**Hay un pueblo entre Cumpas y Nacozari, a orillas de la carretera que se llama Bella Esperanza, pero su nombre antiguo fue el de Pozo Hediondo en donde se suscitó una gran batalla.
Federico García y Alva escribió en su Album Comercial publicado en 1907:
Allá, bajo el purísimo cielo azul de la frontera el año de 1851, en gloriosa jornada apareció la figura simpática de Don Ignacio Pesqueira con el triple prestigio dela Juventud, del patriotismo y del talento, como porta-estandarte de la libertad y como precursor de la ruina del coloso que en Sonora se llamó “Partido Gandarista”.
La irrupción de los bárbaros era formidable al comenzar ese año. El famoso cabecilla indio “Mangas Coloradas”, con más de setecientos apaches había penetrado hasta el centro del Estado haciendo sentir por todas partes sus acostumbradas depredaciones.**
Se comunica a Arizpe que este enemigo se dirigía a la frontera y Pesqueira se acerca con la autoridad local y organiza sin dilación cincuenta nacionales que apenas pudo municionar. Da cita a los de Bacoachi y en el día y punto designado se incorporaron ambas partidas con un total de ochenta infantes y veinte dragones.
La mañana del siete de Enero de dicho año, una sección avanzada del enemigo se avista por el camino en que era esperado, y a poco se empeña el combate en el punto llamado “Pozo Hediondo” en el Distrito de Moctezuma. Los apaches retroceden y las fuerzas los persiguen hasta encontrarse con el grueso de los indios que pasaban de trescientos.
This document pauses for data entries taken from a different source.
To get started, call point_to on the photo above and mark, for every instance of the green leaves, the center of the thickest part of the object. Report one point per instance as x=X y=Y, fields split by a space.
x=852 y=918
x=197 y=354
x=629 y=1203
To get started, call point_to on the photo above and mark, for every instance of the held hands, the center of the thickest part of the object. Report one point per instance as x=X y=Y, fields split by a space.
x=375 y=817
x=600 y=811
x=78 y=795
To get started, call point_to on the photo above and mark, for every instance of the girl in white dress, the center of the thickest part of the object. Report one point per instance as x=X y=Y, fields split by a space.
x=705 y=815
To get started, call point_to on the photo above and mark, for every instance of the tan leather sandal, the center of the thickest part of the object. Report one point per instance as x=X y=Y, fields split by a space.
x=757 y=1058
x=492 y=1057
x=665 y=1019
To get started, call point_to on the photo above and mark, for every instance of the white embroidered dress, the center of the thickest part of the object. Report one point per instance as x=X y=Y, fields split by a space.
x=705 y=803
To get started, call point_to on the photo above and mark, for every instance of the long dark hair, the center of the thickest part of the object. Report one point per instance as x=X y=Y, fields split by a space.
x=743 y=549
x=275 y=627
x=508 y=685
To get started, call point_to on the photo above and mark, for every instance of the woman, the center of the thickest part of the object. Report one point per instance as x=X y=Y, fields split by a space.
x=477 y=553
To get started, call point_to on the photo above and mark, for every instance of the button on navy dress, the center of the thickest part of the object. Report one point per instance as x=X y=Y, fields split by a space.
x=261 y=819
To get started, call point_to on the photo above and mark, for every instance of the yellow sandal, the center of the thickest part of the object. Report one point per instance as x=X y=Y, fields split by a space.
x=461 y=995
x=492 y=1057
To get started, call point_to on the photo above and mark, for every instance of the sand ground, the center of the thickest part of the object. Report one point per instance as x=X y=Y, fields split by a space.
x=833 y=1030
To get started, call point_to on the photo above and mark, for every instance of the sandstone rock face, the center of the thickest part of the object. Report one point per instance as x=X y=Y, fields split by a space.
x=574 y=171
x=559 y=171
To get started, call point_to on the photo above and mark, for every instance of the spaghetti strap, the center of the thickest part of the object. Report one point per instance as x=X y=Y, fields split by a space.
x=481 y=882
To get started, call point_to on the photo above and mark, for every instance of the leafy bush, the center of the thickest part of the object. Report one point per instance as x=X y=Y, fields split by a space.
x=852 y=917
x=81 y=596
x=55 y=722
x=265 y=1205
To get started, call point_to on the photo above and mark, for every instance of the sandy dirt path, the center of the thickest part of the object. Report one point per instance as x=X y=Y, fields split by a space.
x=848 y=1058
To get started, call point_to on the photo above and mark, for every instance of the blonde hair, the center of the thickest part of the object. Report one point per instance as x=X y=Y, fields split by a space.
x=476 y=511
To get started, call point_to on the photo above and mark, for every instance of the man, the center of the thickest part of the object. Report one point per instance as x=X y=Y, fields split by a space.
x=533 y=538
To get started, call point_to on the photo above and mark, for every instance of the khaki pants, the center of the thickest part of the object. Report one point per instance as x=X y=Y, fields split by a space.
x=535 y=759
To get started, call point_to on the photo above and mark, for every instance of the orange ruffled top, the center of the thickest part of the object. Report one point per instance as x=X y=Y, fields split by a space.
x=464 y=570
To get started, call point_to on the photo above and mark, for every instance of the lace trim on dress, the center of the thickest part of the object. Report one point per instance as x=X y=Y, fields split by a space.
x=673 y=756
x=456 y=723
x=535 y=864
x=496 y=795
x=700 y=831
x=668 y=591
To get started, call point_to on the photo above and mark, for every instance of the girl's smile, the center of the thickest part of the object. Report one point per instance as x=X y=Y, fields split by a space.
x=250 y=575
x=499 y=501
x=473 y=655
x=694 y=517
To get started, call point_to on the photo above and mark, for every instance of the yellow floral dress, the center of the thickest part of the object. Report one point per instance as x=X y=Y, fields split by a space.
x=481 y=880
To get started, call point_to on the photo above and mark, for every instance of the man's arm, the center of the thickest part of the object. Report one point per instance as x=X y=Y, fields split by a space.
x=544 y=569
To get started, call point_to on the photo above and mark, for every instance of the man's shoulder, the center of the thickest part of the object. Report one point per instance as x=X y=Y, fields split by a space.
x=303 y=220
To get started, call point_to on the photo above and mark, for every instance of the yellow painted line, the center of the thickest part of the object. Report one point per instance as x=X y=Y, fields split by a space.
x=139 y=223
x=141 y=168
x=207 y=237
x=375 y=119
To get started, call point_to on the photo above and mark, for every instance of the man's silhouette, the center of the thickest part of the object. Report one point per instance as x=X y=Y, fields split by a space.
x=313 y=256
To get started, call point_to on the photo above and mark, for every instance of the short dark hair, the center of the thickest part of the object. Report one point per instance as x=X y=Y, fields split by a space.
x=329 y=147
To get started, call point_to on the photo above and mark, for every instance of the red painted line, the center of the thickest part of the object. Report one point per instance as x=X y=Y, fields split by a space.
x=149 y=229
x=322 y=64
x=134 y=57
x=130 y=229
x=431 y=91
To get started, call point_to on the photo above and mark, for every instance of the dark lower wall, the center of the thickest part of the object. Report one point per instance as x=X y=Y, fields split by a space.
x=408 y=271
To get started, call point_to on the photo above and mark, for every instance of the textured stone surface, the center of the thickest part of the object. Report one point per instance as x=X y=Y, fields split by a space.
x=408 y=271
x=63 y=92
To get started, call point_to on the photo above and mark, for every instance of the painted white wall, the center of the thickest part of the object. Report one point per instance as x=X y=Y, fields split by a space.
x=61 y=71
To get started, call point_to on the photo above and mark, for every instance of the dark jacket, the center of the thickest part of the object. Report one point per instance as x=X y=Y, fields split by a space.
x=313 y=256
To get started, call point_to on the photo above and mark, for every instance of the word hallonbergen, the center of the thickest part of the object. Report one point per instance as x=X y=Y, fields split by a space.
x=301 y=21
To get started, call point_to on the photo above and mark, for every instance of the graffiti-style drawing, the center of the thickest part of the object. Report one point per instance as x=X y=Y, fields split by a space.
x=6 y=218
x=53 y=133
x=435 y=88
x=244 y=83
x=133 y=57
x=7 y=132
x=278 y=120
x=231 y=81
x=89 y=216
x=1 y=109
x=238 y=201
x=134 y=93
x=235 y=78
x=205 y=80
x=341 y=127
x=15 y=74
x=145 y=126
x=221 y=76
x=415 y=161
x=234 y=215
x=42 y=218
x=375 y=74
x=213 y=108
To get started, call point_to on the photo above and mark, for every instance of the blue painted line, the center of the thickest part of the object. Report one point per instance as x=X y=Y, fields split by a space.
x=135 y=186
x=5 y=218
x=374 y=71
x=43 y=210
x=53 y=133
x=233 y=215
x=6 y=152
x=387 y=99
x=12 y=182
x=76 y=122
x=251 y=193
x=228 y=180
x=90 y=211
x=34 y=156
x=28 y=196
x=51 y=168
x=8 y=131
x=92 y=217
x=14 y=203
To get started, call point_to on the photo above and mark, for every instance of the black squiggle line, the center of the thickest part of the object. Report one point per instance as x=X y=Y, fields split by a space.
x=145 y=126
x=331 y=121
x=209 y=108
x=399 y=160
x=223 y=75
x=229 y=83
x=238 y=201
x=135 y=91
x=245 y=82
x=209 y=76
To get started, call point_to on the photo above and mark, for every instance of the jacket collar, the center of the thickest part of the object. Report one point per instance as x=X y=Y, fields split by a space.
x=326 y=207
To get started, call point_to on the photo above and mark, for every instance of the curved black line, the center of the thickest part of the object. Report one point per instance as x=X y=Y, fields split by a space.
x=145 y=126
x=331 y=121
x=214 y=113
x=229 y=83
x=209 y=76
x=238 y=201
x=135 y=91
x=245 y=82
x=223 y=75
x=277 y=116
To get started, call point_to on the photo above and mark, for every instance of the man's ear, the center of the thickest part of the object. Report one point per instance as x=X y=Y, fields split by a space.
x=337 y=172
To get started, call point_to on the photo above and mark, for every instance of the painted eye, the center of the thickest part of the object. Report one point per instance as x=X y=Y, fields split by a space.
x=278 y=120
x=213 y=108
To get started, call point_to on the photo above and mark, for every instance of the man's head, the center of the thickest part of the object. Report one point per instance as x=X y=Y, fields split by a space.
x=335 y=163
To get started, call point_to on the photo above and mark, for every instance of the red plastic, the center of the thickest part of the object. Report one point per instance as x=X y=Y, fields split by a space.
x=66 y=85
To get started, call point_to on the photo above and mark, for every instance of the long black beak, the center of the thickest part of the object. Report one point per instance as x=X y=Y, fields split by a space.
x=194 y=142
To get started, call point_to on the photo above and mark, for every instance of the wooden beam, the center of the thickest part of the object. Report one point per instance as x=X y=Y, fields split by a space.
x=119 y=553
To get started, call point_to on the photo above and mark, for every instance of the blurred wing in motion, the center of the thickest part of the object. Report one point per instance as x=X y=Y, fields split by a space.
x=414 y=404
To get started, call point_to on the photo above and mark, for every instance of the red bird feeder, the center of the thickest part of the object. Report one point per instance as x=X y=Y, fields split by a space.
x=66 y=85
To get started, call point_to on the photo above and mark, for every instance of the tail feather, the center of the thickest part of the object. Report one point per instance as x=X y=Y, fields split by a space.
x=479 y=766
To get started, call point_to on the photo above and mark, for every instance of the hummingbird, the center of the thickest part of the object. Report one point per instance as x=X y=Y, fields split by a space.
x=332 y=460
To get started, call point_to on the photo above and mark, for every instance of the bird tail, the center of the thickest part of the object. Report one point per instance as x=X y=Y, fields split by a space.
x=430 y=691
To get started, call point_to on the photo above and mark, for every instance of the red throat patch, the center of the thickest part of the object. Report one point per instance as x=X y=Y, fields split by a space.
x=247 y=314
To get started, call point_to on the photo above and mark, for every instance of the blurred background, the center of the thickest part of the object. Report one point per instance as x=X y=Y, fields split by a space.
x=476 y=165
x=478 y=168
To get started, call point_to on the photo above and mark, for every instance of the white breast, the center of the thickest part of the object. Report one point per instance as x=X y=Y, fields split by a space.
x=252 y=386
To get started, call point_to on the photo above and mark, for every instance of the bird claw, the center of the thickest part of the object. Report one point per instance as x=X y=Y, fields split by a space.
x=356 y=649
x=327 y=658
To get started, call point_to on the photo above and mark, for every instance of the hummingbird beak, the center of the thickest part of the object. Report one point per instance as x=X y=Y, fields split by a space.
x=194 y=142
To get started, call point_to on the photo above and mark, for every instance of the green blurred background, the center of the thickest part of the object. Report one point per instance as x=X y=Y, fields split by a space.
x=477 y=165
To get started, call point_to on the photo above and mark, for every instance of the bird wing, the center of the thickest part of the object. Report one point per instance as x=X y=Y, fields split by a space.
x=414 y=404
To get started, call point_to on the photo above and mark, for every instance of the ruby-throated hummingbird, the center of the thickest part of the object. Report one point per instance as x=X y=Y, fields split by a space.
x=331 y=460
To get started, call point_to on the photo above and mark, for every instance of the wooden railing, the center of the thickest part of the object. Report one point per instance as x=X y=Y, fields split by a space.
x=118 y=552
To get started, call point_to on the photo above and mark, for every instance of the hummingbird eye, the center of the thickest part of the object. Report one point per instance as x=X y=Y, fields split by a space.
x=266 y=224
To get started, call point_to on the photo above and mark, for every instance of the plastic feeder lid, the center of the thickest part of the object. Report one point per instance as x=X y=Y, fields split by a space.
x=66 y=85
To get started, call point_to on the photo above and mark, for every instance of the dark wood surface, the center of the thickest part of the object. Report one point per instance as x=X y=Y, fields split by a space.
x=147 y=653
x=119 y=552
Allí la lucha toma mayores proporciones, por ambas partes se pelea con desesperacióna campo razo, por ambas partes caen muertos y heridos y se encarniza más y más el combate. Como a las cuatro de la tarde de tan aciago día llegan al enemigo refuerzos de más de doscientos ganduales comandados por los capitancillos Irigoyen y Moraga.
A pesar de esto las fuerzas no retroceden y resisten heroicamente el empuje de mayor número. Entre tanto, las municiones se agotan por ambos lados y los fuegos comienzan a apagarse, pero la lucha sigue con arma blanca, con garrotes y con piedras, ciega y desesperada, hasta que la oscuridad de la noche puso término a tan terrible batalla.
Las fuerzas de Pesqueira se encontraban casi en su totalidad aniquiladas, de cien hombres ochenta estaban fuera de combate, habían muerto cuatro oficiales y veintidós individuos de tropa, cincuenta estaban heridos y entre estos Pesqueira y su segundo en Jefe, Don Rafael Ángel Corella.
De los apaches murieron mas de setenta y el número de sus heridos era incontable. Humanamente era imposible continuar la pelea y las fuerzas del orden se retiraron del campo con rumbo al pueblo de Cumpas. Los heridos marcharon pié a tierra, cayendo y levantando, pues solo cinco caballos sobrevivieron y llevaban a los enfermos mas graves.